Ao todo, há no STF 33 ações que contestam a demarcação. A que será julgada hoje foi protocolada pelos senadores de Roraima Augusto Botelho (PT) e Mozarildo Cavalcanti (PTB). Eles sustentam que o laudo antropológico que resultou na demarcação em faixa contínua é falso e defendem a exclusão de áreas produtivas, sede de municípios e estradas. A decisão que for tomada pelo STF neste processo deverá ser estendida aos demais sobre o mesmo tema e influenciar o reconhecimento de outras terras indígenas no país.
“Nós vamos decidir sobre Raposa Serra do Sol. Mas se decidirmos a partir de coordenadas constitucionais objetivas, é evidente que isso servirá de parâmetro para todo processo demarcatório, se não os passados, ao menos os futuros”, afirmou nesta semana o relator da ação, ministro Carlos Ayres Britto.
A tensão instalada em Roraima é um ingrediente a mais para a disputa, acompanhada pela Agência Brasil em coberturas especiais. Em abril deste ano, uma operação da Polícia Federal (PF) para a retirada dos não-índios foi suspensa por liminar do próprio STF. Na época, pontes de acesso à terra indígena foram destruídas e uma base de resistência armada foi montada na Vila Surumu sob a orientação do líder dos arrozeiros, Paulo César Quartiero, prefeito de Pacaraima (RR). Quartiero já foi preso duas vezes, uma delas em maio, quando índios foram baleados por funcionários do produtor ao tentar construir malocas nos limites de sua propriedade.
Nos últimos dias, índios e produtores intensificaram manifestações públicas e trocaram ameaças. Pelos menos 300 agentes da Polícia Federal e da Força Nacional de Segurança monitoram a área.
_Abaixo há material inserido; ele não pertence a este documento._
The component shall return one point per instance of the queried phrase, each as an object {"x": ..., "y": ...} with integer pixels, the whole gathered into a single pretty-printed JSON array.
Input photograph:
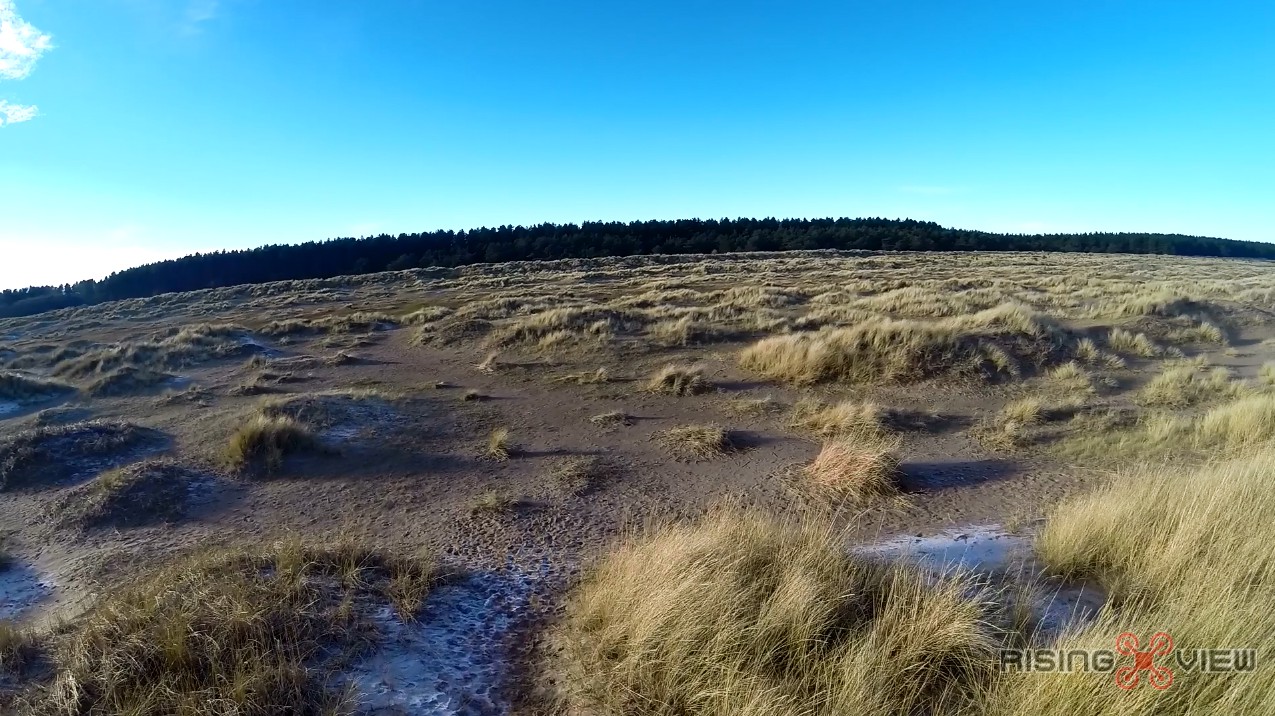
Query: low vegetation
[
  {"x": 125, "y": 380},
  {"x": 1201, "y": 571},
  {"x": 1190, "y": 384},
  {"x": 19, "y": 387},
  {"x": 742, "y": 614},
  {"x": 996, "y": 342},
  {"x": 491, "y": 502},
  {"x": 856, "y": 469},
  {"x": 611, "y": 419},
  {"x": 678, "y": 380},
  {"x": 47, "y": 454},
  {"x": 696, "y": 442},
  {"x": 152, "y": 491},
  {"x": 578, "y": 474},
  {"x": 848, "y": 417},
  {"x": 263, "y": 441},
  {"x": 500, "y": 445},
  {"x": 231, "y": 632}
]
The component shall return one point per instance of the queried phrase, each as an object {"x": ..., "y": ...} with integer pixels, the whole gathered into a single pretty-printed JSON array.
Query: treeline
[{"x": 344, "y": 256}]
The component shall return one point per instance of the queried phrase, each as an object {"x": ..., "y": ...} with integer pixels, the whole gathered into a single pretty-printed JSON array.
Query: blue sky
[{"x": 158, "y": 128}]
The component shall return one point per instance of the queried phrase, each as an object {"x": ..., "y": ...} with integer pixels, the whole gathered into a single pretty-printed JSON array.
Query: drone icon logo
[{"x": 1159, "y": 677}]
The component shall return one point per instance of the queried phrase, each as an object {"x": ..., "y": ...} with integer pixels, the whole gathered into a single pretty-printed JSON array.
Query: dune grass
[
  {"x": 678, "y": 380},
  {"x": 745, "y": 614},
  {"x": 848, "y": 417},
  {"x": 500, "y": 445},
  {"x": 231, "y": 632},
  {"x": 996, "y": 342},
  {"x": 263, "y": 441},
  {"x": 1190, "y": 384},
  {"x": 46, "y": 454},
  {"x": 698, "y": 441},
  {"x": 856, "y": 469},
  {"x": 1180, "y": 551},
  {"x": 151, "y": 491},
  {"x": 578, "y": 474},
  {"x": 491, "y": 502},
  {"x": 19, "y": 387}
]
Para tornar a questão ainda mais complexa, as próprias comunidades indígenas se dividem entre o apoio e o repúdio aos produtores de arroz, sentimentos potencializados pela influência religiosa. Comunidades evangélicas não se opõem à permanência dos arrozeiros, enquanto as católicas querem a expulsão. Uns dizem que os produtores geram emprego, outros que eles degradam o meio ambiente e ameaçam as tradições indígenas.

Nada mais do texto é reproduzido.